BARDON, Thomas, a prominent and substantial business man of Ashland, Wisconsin, is the son of Richard and Mary Roche Bardon, who came to this country from Wexford, Ireland, in 1844. The family, for a short time, resided in New York City, where the husband and father worked at his trade of shoemaker, and then went on to Maysville, Mason county, Kentucky, where Thomas, the second of seven children, was born October 22nd, 1848. In 1857 Richard Bardon moved with his family to Superior, Wisconsin, where he subsequently became clerk of the circuit court of Douglas county, which office he held for several years, and was county judge at the time of his death in 1889. He was a man of strong character, a temperance advocate, disliked everything mean and low, had a fine literary taste, and possessed one of the finest private libraries in Superior.
Thomas Bardon attended the common schools in Maysville and in Superior, and graduated from the high school in the latter city in 1866. After leaving school, he was, for a short time, connected with a local paper, and, in 1867, went out as chainman in an engineering corps to make a preliminary survey for the Northern Pacific railroad. This occupation he followed for four years, rising through all the grades of the work and finally reaching the position of division engineer. He has traveled on foot over the whole region from Lake Superior to the Red and Missouri rivers, both ways, several times. In 1871 he was tendered, but declined, an important position in the land department of the Northern Pacific company. In 1871 he resigned the position of division engineer of the railroad, and the next year took up his residence in Ashland, where he taught school the following winter. That he is a man of ability and character is shown by the fact that he was chosen chairman of the town board before the city of Ashland was incorporated, and was afterward president of the Chamber of Commerce and the Ashland National bank. He is a director and large stockholder of other banks, the street railroad, the Gas company, the Northern Grain Flour Mill company, and the Pulp Mill company. He is also a director in the Minneapolis, St. Paul & Ashland Railroad company. He is vice-president of the Northern Chief Iron company, a company owning the fee to valuable mines on the Gogebic range; and he is also president of the Pioneer Iron company on the Vermillion range, north of Duluth. This company is famous as having one of the largest highgrade ore deposits in the world. He is president of the Ashland Sulphite Fiber company; and is at the head of the firm of Bardon, Kellogg & Co., wholesale and retail grocers of Ashland. He also cultivates 240 acres of farming lands inside the city limits, and is one of the largest holders of real estate, both improved and unimproved, in Ashland. Mr. Bardon has traveled extensively in both the old and new worlds.
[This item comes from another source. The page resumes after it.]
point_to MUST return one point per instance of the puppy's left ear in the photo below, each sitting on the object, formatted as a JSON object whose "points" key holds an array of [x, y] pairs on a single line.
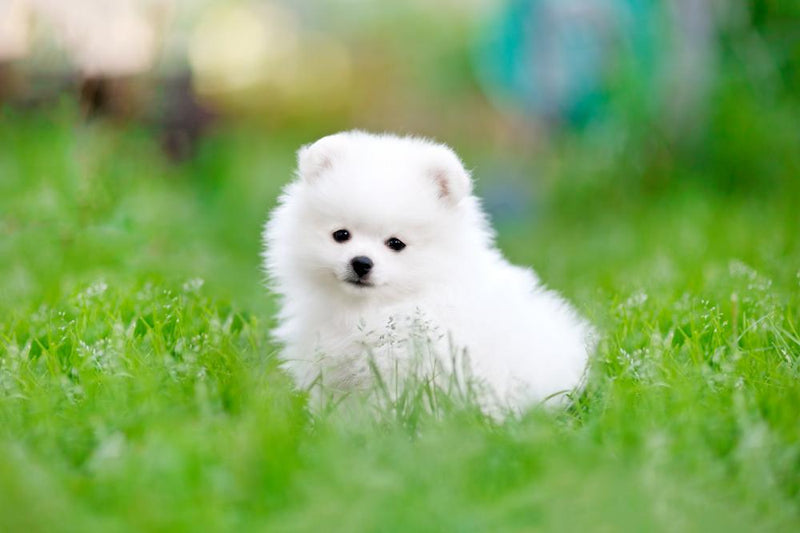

Politically, Mr. Bardon is what may be called a sound-money protective- tariff Democrat, advocating a moderate system of protection. Though taking a lively interest in political questions, he is not a politician. He was a member of the Democratic state central committee, but resigned before the expiration of his term. He has been a member of the city school board, was mayor of the city in 1896, and re-elected in April, 1897.
Mr. Bardon was married November 6th, 1884, to Miss Jennie Grant of Winona, Minnesota, and two children have been born to them--Belle and Thomas, Jr. Mr. Bardon's two brothers, James and John A., are prominent and wealthy business men and bankers of Superior. Business success seems to be a characteristic of the family.